Railway workers are clear: this strike is a last resort, no matter what Conservative Members say. The union and the workers have been calling for the dispute to be resolved for two years, but Ministers have refused to do so. Ministers have refused to get employers to withdraw the threat of compulsory redundancies against thousands of railway workers or to end the pay freeze for workers, which is really a pay cut, worth thousands of pounds per worker, when inflation rises to 10% and beyond. This dispute is not about modernising the railways or whatever else people say; it is about attacking workers, declining standards and worsening services for passengers.

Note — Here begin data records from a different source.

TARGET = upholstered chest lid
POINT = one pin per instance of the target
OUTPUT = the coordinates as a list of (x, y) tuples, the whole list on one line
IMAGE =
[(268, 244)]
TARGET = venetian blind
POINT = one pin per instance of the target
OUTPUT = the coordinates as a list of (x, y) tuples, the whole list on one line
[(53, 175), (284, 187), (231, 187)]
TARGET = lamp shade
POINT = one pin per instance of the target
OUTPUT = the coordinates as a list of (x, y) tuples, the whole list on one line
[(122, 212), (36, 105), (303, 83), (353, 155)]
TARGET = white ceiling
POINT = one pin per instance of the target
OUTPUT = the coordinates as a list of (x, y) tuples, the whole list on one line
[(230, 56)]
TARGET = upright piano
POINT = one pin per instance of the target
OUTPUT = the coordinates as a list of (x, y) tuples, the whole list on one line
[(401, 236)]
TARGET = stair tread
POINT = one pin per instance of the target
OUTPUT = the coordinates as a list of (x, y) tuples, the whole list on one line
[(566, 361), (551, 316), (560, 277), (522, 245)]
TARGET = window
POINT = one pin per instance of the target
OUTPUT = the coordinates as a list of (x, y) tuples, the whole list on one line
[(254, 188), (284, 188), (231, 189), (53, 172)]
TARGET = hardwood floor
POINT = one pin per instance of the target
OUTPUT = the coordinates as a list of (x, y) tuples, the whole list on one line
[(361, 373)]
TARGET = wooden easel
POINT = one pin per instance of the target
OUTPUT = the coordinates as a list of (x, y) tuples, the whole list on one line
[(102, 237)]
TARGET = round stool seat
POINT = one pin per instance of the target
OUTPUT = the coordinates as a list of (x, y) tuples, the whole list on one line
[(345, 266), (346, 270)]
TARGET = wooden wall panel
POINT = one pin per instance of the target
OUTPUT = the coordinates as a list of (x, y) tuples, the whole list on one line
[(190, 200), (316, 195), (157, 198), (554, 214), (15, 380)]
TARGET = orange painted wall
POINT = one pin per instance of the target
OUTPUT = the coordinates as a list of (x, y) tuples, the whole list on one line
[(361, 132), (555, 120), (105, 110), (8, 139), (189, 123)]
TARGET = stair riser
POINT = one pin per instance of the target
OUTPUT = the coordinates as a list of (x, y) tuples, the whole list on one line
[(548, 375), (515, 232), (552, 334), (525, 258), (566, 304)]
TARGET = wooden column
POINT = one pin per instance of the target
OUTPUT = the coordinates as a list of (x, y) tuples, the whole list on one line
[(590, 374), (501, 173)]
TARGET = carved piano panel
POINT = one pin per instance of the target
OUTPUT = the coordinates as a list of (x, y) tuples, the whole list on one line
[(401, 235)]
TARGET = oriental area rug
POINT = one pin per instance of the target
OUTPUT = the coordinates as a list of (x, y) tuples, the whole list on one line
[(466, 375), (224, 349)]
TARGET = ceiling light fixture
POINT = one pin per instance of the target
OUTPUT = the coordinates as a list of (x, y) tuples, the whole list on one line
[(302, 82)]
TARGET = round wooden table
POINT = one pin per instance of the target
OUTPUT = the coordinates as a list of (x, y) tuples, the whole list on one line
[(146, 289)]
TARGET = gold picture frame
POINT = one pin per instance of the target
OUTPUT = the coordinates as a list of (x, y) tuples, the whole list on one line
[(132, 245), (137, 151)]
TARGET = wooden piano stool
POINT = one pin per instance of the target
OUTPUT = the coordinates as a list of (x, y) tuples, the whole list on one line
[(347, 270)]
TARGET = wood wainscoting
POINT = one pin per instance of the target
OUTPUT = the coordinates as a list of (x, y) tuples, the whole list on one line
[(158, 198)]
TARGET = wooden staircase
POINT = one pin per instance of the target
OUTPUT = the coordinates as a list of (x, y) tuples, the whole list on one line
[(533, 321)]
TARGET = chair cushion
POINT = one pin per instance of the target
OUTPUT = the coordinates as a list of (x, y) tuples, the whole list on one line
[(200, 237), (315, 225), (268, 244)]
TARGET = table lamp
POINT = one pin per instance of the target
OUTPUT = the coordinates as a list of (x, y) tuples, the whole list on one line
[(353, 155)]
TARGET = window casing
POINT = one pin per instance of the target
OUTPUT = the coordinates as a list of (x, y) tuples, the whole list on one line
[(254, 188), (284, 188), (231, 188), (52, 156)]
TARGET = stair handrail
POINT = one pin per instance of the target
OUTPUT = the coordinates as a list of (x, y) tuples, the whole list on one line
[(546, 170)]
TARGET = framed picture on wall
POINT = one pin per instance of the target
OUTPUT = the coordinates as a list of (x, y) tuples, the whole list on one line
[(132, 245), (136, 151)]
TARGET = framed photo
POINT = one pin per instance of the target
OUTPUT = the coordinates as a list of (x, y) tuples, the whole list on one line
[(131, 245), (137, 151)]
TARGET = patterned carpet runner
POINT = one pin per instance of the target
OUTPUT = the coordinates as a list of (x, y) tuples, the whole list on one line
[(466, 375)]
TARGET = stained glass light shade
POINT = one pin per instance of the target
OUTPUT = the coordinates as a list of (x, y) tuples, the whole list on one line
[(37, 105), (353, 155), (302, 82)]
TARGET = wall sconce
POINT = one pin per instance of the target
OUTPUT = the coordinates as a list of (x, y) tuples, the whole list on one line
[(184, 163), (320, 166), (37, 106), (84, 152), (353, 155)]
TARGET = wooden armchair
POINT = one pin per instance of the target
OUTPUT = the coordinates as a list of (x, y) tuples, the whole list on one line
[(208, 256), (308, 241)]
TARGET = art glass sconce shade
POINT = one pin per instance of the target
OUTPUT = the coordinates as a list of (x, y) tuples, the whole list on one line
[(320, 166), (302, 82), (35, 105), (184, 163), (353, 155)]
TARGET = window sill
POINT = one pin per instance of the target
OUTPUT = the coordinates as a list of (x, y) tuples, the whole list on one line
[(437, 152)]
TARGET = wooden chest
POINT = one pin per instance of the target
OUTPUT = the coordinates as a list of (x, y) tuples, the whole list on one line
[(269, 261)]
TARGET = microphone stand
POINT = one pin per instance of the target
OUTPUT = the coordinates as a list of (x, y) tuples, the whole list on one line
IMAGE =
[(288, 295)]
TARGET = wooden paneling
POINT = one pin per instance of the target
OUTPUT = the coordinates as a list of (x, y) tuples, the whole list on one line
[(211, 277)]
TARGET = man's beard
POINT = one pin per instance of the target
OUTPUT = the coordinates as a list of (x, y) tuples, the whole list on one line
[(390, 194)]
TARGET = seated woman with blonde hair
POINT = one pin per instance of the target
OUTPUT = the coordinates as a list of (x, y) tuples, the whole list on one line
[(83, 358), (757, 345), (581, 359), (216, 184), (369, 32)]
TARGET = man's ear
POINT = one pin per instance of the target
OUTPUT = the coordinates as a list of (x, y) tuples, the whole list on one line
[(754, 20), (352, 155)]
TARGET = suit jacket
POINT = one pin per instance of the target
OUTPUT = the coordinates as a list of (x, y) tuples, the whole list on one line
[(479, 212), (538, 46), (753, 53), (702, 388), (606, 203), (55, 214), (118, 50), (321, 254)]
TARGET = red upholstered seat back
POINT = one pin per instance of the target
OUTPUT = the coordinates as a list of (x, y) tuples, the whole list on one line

These workers—we should applaud them for it—are standing up for their jobs and pay, but are being scapegoated by a Tory Government who would rather distract and divide.
My hon. Friend must be aware of the anger that many people who work in the rail industry feel—those who clean and repair the carriages, those who repair the track and those who provide the catering that many Members of this House enjoy—at being told basically to take a pay cut and face compulsory redundancies at a time when billions has been poured into the train operating companies, which have done very nicely out of their cosy arrangement with this Government.
I absolutely agree. These tactics from the Government are to stop us talking about the fact that private rail companies take more than £500 million out of the railway system every year in private profits. It is the richest in the country who are truly raking it in, from the Chancellor, who is one of the wealthiest people in the country, to the record number of UK billionaires, one third of whom donate to the Conservative Party—[Interruption.] Tory Members can make all the sounds they like, but the facts are the facts.
That is all while working people are experiencing the biggest squeeze on living standards since the 1950s. Tory Members want us to believe that railway workers are the problem. They want us to blame refugees, not Tory cuts, for the crisis in public services and why they are at breaking point. They want us to think trans women are a threat to cis women. This House should be clear: the problem is not railway workers, it is not refugees and it is not trans women. The problem is this Tory Government and the billionaires who back them.